“This is where the road traffic of the future is being created,” says Micha Lesemann, Managing Director of Aldenhoven Testing Center GmbH. Where former colliery “Emil Mayrisch” once stood until 1992 is now a testing grounds rated among the top destinations for trialling forward-looking mobility systems across Europe. Many street vehicles and drones have already done their laps here. Nearly all renowned OEMs such as McLaren, Porsche, Smart and Skoda have run tests here. Systems and software providers such as MIRA are also regular guests at the 40-hectare site. More than 200 companies regularly run their tests here in live operations – on an oval track as a ring road surrounding a complete urban traffic environment in the centre. Even braking tracks and bad roads as well as ascending slopes, driving dynamics area and a handling course are available. Users even have direct access to a proper motorway track: “Here in Aldenhoven all autonomy levels of mobility are tested,” says Lesemann.
The Aldenhoven Testing Center (ATC) is operated by the Düren district council and is a subsidiary of the nearby RWTH Aachen university. Its Institute for Automotive Engineering (ika), the Chair of Thermodynamics of Mobile Energy Conversion Systems (zme) and the Institute of Control Engineering (IRT) are directly involved. The test site was funded by the state of North Rhine-Westphalia, the German state and the European Union.
Leading radio spectrum and bandwidth in Europe
The digital backbone of the site is the network operated by Vodafone – because coverage makes and breaks today’s and tomorrow’s mobility. As early as 2019 the first 5G radio station operated in Germany went on air at the 5G Mobility Lab. The system whose central radio tower rises where the colliery winding tower used to stand, boasts one of Europe’s most state-of-the-art mobile radio development and test environments for the connected and autonomous traffic of the future. “The radio spectrum and bandwidth we cover here are unique all over Europe,” says Michael Bösinger, Head of Vodafone’s Technology Innovation Development Division. The lab network operation was built and expanded under his direction. Now besides pre-defined standard configurations individual configurations can be made available. To this end, in addition to 5G there is also GSM, LTE and NB IoT available for life operation. In connection with customer-specific ICT components and solutions this makes it possible to generate the required eco-system for automotive and mobility applications and to control, monitor and evaluate them from the control centre. In all of this “safety first” takes top priority.

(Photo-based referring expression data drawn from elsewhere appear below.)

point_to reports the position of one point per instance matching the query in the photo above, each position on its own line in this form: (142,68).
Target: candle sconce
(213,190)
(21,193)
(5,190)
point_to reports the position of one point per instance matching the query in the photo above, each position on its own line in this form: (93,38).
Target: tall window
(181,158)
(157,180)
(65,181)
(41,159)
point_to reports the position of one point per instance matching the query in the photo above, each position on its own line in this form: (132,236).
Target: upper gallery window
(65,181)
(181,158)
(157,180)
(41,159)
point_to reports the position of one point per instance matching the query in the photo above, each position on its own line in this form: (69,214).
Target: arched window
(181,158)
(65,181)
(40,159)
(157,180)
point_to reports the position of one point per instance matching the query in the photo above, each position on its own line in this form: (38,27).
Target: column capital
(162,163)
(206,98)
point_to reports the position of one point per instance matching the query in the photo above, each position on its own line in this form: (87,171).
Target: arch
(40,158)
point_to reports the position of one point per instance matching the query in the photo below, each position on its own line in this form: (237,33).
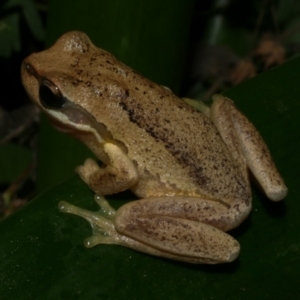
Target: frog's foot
(101,221)
(157,232)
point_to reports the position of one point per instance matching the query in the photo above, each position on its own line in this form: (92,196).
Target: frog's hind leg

This test philosophy of learning systems, he says, is also what distinguishes them from the real-life operations that have already started in the USA and China: “Apart from the regulatory framework many things will depend on us creating networks that are available for various modes of transport under one roof,” says a convinced Bösinger.
Mobility 4.0 rather than coal is subsidised: North Rhine-Westphalia is a centre of mobile mobility systems
The region between Aachen, Düsseldorf and Cologne has long developed into a nationwide centre for the research, development and trials of new mobility concepts. In Wegberg-Wildenrath, located some 35 kilometres from Aldenhoven, Siemens Mobility operates one of the world’s biggest test and validation centres for rail transport. In Monheim, not too far from Cologne, the first buses with Autonomy Level 4 in Germany have been running since 2020. In Düsseldorf, MIRA, a subsidiary of Rheinmetall, is developing remotely operated vehicle systems, which have already successfully completed city and motorway trips in trial operation. For XPONENTIAL Europe this company will offer a teleoperated shuttle between the Exhibition Centre and Düsseldorf’s city centre.
“North Rhine-Westphalia is developing into a lighthouse region for automated and connected mobility,” says professor Dr. Lutz Eckstein. He is the scientific director of ‘innocam.NRW’. The network initiated in 2020 by the Institute of Automotive Engineering (ika) of RWTH Aachen university and involving science, business and administration, aims to link all relevant players in automated and connected mobility across all modes of transport. The Ministry of Transport of the state of North Rhine-Westphalia provides funding for the project: “North Rhine-Westphalia offers the optimal prerequisites for establishing this multi-disciplinary network,” says Eckstein and adds: “Automated and connected mobility is already being developed by excellent research clusters in varied pilot projects, tested on unique test sites in NRW such as the Aldenhoven Testing Center (ATC), for example, and driven by mobility companies, start-ups, research institutions and local authorities today.”
Düsseldorf as ideal location for XPONENTIAL Europe
“The on-going research projects and developments show that North Rhine-Westphalia and the region located between the rivers Rhine, Ruhr and Weser play a leading role in Mobility 4.0. This is where the market is, where the innovation drivers are and where the expertise of Messe Düsseldorf as a global partner in the industry sector is located. This makes Düsseldorf the ideal location for XPONENTIAL Europe,” says Malte Seifert, Director Metals & Autonomous Technologies at Messe Düsseldorf. He is responsible for XPONENTIAL Europe, which will celebrate its premiere in Düsseldorf next year. The focal topics of the trade fair are uncrewed systems and robotics.